Swim Magazine

Five simple tips to improve your freestyle swimming technique

If you’re new to swimming freestyle (or front crawl), with so many things to think about everything can seem a bit overwhelming. For that reason, it’s important to keep things simple when developing your stroke. Even experienced swimmers can benefit from going back to basics every now and then, as it’s easy to let the fundamentals slide if you’re concentrating too hard on another aspect of your stroke. So here are five basic Swim Smooth (swimsmooth.com) visualisations to try, each focusing on a different part of the stroke.

CATEGORY: Technique

WORDS: Swim Smooth

Why changing your breathing technique can help your freestyle swimming

When you’re swimming face down, it’s important to continuously blow out into the water between your breaths to the side. This gets rid of the CO2 build-up in your system and it means that when you rotate to the side to breathe you only have to inhale in the short window available, not exhale and then inhale.

Visualise a long, smooth exhalation through either the nose or mouth (whichever feels more natural).

What you are looking for: Less tension in your body and better stamina. Also, those bubbles might be noisier than you are used to.

How to hone your leg kicks during freestyle swimming

A gentle leg kick will help lift you high in the water, but it’s easy to burn a lot of energy and create drag with poor kicking technique.
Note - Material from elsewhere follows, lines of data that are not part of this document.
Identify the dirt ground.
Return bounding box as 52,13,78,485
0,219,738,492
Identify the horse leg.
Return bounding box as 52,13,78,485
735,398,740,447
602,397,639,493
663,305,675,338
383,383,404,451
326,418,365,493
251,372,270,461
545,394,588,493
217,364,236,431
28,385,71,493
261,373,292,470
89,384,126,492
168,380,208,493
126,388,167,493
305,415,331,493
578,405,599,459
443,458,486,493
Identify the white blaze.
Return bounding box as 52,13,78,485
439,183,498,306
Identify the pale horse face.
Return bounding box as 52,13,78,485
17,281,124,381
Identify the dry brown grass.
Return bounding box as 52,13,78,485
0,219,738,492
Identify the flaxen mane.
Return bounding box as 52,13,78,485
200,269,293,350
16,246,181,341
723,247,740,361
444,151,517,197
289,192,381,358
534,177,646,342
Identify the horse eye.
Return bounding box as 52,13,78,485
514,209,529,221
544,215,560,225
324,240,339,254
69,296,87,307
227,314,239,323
To counter this, think about keeping your legs straight as you swim. Point your toes as you kick gently and try to tap your big toes together as they pass each other.

What you are looking for: Less oxygen demand and easier progress through the water.
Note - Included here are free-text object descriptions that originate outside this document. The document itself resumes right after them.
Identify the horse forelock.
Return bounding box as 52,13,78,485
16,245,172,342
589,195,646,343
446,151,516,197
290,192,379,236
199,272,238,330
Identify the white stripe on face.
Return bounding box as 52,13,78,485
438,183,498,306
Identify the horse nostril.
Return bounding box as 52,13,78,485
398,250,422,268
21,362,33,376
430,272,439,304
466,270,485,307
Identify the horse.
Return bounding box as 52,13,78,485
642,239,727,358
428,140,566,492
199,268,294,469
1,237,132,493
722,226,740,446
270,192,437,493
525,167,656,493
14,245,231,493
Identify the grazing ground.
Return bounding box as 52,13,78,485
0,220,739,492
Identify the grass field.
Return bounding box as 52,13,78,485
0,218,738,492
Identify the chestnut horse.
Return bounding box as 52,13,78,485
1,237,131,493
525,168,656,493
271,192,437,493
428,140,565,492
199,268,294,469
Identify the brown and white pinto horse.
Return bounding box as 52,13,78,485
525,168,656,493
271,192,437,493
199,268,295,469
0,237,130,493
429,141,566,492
How to recover your arms over the water during freestyle swimming

How you should recover your arms over the surface of the water is a debate that has rumbled on between swim coaches for decades. The most important thing to remember is to keep that forward carry nice and relaxed and try to get good clearance between your hand and the surface.
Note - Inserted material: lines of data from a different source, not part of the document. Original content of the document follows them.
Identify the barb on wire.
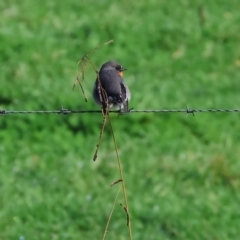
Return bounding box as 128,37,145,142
0,110,6,115
1,107,240,115
186,105,195,117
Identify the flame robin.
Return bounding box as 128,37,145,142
93,61,131,113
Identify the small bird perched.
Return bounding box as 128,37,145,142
93,61,131,113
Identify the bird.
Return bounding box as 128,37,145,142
93,61,131,114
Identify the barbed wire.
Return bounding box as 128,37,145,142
1,107,240,116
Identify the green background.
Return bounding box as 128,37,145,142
1,0,240,239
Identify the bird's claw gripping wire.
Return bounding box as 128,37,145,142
118,107,133,116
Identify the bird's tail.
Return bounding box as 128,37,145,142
123,100,129,113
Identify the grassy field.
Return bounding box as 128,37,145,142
1,0,240,239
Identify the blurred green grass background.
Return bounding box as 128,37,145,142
1,0,240,239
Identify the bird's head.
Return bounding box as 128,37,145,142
101,61,127,77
If your hand and elbow are too low you might notice them brush or hit the surface, lane rope and even other swimmers.

What you are looking for: An easy, loose movement over the water. You might notice this challenging your range of motion in your chest, shoulder and lats (back muscles).

How to improve your pull-through and propulsion in the water

On a fundamental level, swimming is simply about propulsion through the water. So, from the very front of your arm stroke to the very back you should be trying to press the water backwards in order to push yourself forwards. If your arm pushes the water down, up or to the side you are just wasting effort.

Visualise having a smiley face drawn on the palm of your hand and as you swim focus on keeping it facing to the wall behind you.

What you are looking for: An easy and direct feeling to your pull-through.

Why it’s important to keep a sense of rhythm during freestyle swimming

When you’re working on your technique it’s easy to get quite robotic in your movements as you’re concentrating so hard. But efficient swimming should be fluid and rhythmical. Try to swim with a sense of purpose and rhythm, perhaps turning your arms over a little faster than you might be used to. If your cadence is normally a bit on the slow side then speeding it up slightly can feel easier, not harder (it sounds counterintuitive, but give it a try).

The ultimate tool to work with on your rhythm is a Finis Tempo Trainer in mode 3. Just place it under your swim cap and swim to the beep (it’s a bit like a metronome – which is why some people call it a ‘wetronome’).

What you are looking for: An enjoyable connection with the water and a sensation of moving quicker without any additional effort.